Innovation Nation: How America is Losing Its Innovation Edge, Why It Matters and What We Can Do To Get It Back
By John Kao
Free Press, $29.99,
Instead of a New Year’s resolution, I have a confession. I didn’t watch Brian Melo win Canadian Idol. Never phoned in a vote. Didn’t put up Go Brian Go posters. Didn’t download Melo music, surf Melo YouTube clips or pay attention to the Melo-mania media coverage.
But I did tune in for CNN Heroes – An All-Star Tribute. That’s the global telecast where Burlington teen Kayla Cornale won the Young Wonders Award. Kayla created a way of using music to communicate with people living with autism. Along with the CNN honours, Kayla’s been named one of Canada’s Top 20 Under 20 and has won a whack of awards at regional, national and international science fairs. She’s now at Stanford University on a science scholarship.
Not to take anything away from Brian. I’m sure he’s a great performer and a stand-up guy. I’m glad he won and I wish him all the best. But it’s innovators and not pop stars who will keep our community’s competitive edge sharp.
Here’s why. Innovation holds the key to sustainable economic growth and prosperity, says author and innovation guru John Kao. He defines innovation "as the ability of individuals, companies and entire nations to continuously create their desired future. It is about new ways of doing and seeing things as much as it is about the breakthrough idea."
It’s innovation that will solve what Kao calls wicked problems. You know the list. Climate change. Environmental degradation. Communicable diseases. Education. Potable water. Poverty. Renewable energy.
"Wicked problems hold the keys to making the most consequential breakthroughs of the 21st century," says Kao. "They become opportunities when flipped on their heads. Innovation applied to a wicked problem can realize an enormous amount of social and economic value by setting new commercial standards, creating new businesses and generating new sources of value. For a country that aspires to become an Innovation Nation, the search for opportunities to do good and still do well will allow it to exercise its innovation muscle."
So imagine if Hamilton flexed its muscle and went from Steeltown to Innovation Town? What if we solved wicked problems like Randall Reef, industrial brownfields, lousy air quality and brutal poverty rates?
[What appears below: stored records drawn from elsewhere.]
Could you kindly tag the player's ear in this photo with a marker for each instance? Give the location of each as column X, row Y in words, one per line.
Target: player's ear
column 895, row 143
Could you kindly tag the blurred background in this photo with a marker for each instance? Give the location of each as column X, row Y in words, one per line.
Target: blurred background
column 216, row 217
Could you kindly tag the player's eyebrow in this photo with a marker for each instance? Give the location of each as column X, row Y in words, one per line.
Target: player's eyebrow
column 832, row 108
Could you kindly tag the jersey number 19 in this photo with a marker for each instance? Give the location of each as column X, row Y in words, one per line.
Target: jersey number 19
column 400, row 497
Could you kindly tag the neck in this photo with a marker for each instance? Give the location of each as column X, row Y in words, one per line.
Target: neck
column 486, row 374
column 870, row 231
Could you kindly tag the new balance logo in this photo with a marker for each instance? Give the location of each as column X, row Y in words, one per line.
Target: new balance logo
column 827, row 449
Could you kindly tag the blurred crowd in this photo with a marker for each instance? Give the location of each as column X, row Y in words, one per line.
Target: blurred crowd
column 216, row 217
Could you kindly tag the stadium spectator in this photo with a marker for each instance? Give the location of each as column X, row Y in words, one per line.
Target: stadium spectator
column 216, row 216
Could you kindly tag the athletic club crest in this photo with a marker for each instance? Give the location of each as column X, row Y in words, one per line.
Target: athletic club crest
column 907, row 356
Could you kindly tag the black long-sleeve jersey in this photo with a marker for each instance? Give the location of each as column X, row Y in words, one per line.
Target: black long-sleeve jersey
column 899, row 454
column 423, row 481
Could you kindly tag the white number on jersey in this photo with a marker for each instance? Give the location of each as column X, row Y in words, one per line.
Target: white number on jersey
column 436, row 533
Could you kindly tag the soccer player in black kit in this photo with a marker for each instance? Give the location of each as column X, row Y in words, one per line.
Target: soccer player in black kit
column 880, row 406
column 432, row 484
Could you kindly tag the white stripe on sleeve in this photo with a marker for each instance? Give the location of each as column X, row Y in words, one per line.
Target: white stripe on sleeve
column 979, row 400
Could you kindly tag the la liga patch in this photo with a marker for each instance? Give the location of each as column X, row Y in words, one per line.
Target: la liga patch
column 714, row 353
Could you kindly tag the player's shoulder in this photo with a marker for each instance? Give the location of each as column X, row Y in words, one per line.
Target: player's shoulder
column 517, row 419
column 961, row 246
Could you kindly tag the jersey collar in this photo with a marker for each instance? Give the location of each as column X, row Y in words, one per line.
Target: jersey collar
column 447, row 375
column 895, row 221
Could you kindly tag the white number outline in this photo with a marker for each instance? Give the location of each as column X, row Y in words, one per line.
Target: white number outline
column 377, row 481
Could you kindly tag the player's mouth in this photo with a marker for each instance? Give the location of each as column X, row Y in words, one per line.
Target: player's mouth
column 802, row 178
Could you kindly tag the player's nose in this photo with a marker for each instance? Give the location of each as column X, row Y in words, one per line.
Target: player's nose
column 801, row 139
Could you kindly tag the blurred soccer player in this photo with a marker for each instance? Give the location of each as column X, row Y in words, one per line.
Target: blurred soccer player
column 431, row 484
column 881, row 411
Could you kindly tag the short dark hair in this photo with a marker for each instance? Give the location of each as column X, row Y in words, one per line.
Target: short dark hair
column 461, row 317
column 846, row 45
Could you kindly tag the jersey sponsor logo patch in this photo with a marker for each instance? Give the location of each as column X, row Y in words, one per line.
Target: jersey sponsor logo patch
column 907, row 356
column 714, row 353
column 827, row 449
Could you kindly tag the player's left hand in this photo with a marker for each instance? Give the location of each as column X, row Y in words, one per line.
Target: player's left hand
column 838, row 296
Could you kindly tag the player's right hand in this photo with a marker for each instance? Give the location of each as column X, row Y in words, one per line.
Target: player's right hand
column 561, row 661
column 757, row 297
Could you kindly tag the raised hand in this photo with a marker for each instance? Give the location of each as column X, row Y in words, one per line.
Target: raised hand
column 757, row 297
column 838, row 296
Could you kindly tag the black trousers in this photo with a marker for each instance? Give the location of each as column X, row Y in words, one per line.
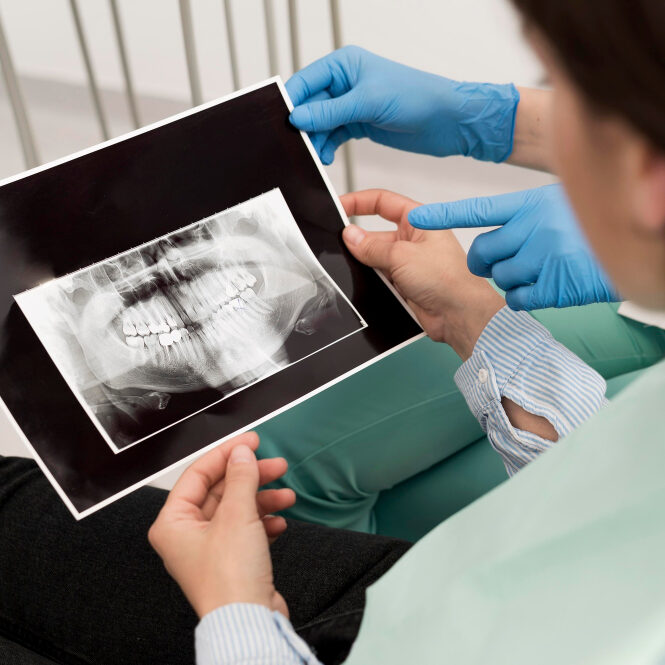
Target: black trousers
column 95, row 593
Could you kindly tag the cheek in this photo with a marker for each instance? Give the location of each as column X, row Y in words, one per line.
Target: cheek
column 581, row 170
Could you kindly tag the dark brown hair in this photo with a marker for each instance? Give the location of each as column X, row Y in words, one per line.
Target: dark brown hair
column 614, row 51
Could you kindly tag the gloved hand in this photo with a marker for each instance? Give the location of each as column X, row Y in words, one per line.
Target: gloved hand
column 352, row 93
column 538, row 256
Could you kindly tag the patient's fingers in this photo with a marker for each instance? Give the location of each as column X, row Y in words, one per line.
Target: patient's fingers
column 389, row 205
column 192, row 488
column 269, row 470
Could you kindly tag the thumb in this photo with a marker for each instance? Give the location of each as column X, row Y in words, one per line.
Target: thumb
column 241, row 483
column 323, row 116
column 371, row 251
column 468, row 213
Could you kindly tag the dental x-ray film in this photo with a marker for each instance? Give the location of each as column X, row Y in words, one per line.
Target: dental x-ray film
column 165, row 330
column 170, row 288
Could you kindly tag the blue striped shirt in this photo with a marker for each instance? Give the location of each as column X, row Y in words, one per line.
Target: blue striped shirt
column 515, row 357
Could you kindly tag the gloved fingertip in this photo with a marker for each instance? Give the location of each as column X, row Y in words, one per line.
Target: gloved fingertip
column 327, row 156
column 299, row 118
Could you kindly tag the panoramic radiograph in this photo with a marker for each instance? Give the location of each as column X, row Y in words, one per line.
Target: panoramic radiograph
column 214, row 306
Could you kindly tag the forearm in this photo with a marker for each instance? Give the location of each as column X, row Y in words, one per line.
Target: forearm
column 531, row 141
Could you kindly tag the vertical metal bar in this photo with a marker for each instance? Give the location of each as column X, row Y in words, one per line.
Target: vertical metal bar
column 337, row 42
column 271, row 38
column 190, row 51
column 23, row 128
column 231, row 40
column 295, row 35
column 124, row 61
column 92, row 81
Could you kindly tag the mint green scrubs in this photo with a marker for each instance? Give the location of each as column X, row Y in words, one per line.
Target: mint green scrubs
column 564, row 564
column 394, row 448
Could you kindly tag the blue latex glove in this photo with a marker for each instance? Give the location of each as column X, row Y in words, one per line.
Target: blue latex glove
column 352, row 93
column 538, row 256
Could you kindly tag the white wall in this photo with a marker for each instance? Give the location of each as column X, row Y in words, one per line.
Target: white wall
column 471, row 39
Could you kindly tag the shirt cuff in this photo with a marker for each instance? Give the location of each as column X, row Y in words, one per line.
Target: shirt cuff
column 243, row 633
column 516, row 357
column 508, row 339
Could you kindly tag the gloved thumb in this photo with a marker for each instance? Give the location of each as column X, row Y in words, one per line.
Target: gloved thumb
column 323, row 116
column 372, row 251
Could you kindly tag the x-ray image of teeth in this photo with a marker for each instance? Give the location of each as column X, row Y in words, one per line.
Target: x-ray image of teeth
column 163, row 331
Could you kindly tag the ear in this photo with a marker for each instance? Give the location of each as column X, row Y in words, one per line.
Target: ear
column 650, row 191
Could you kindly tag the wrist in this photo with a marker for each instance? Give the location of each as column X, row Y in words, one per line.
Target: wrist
column 463, row 325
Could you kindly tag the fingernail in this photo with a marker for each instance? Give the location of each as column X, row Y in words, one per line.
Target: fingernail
column 240, row 455
column 416, row 219
column 353, row 235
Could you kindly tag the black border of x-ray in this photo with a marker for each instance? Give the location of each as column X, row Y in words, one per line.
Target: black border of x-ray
column 67, row 215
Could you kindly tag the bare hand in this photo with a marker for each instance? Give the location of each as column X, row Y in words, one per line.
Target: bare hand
column 428, row 269
column 214, row 530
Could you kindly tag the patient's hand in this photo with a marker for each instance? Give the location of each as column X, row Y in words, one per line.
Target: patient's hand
column 428, row 268
column 214, row 529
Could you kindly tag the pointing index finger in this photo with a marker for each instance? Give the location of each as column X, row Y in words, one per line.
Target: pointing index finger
column 468, row 213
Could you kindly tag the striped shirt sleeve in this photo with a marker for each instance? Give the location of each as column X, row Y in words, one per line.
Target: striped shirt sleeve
column 247, row 634
column 516, row 357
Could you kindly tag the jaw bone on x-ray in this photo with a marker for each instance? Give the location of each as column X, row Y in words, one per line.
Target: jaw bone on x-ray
column 214, row 306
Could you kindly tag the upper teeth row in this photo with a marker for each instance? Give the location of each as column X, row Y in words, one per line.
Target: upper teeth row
column 238, row 282
column 165, row 339
column 141, row 328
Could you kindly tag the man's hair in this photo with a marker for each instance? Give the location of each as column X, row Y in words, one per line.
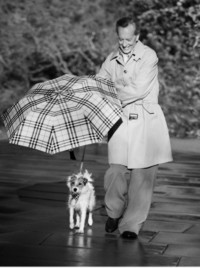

And what if we then turned our know-how and made-in-Hamilton solutions into lucrative global exports and the world beat a path to our door?
Sound crazy? Check out what’s happening in innovation hubs south of the border and around the world. California’s invested $100 million over four years in each of four Institutes for Science and Innovation. The institutes are driving leading-edge innovation in biomedicine and bioengineering, nanosystems, telecommunications and information technology.
In North Carolina, there’s the Raleigh-Durham Research Triangle Park, a 7,000-acre technology centre with 100 facilities and three university partners. And there’s a thriving and innovative community college network, serving 800,000 students at 300 sites.
If a company needs an employee trained in a subject not currently offered, the college network will create a program to get the job done so long as the company pledges to add 12 jobs in the coming year.
Denmark’s a world leader in wind power and controls 40 per cent of the global market in high-tech wind turbines. Government, private sector and trade union alliances are fostered through the prime minister’s Innovation Council, education minister’s Learning Lab and the economy minister’s Mind Lab, a creativity incubator.
And then there’s Singapore, an island-nation that aims to be the global leader in biotechnology. They’ve spent $300 million to create Biopolis.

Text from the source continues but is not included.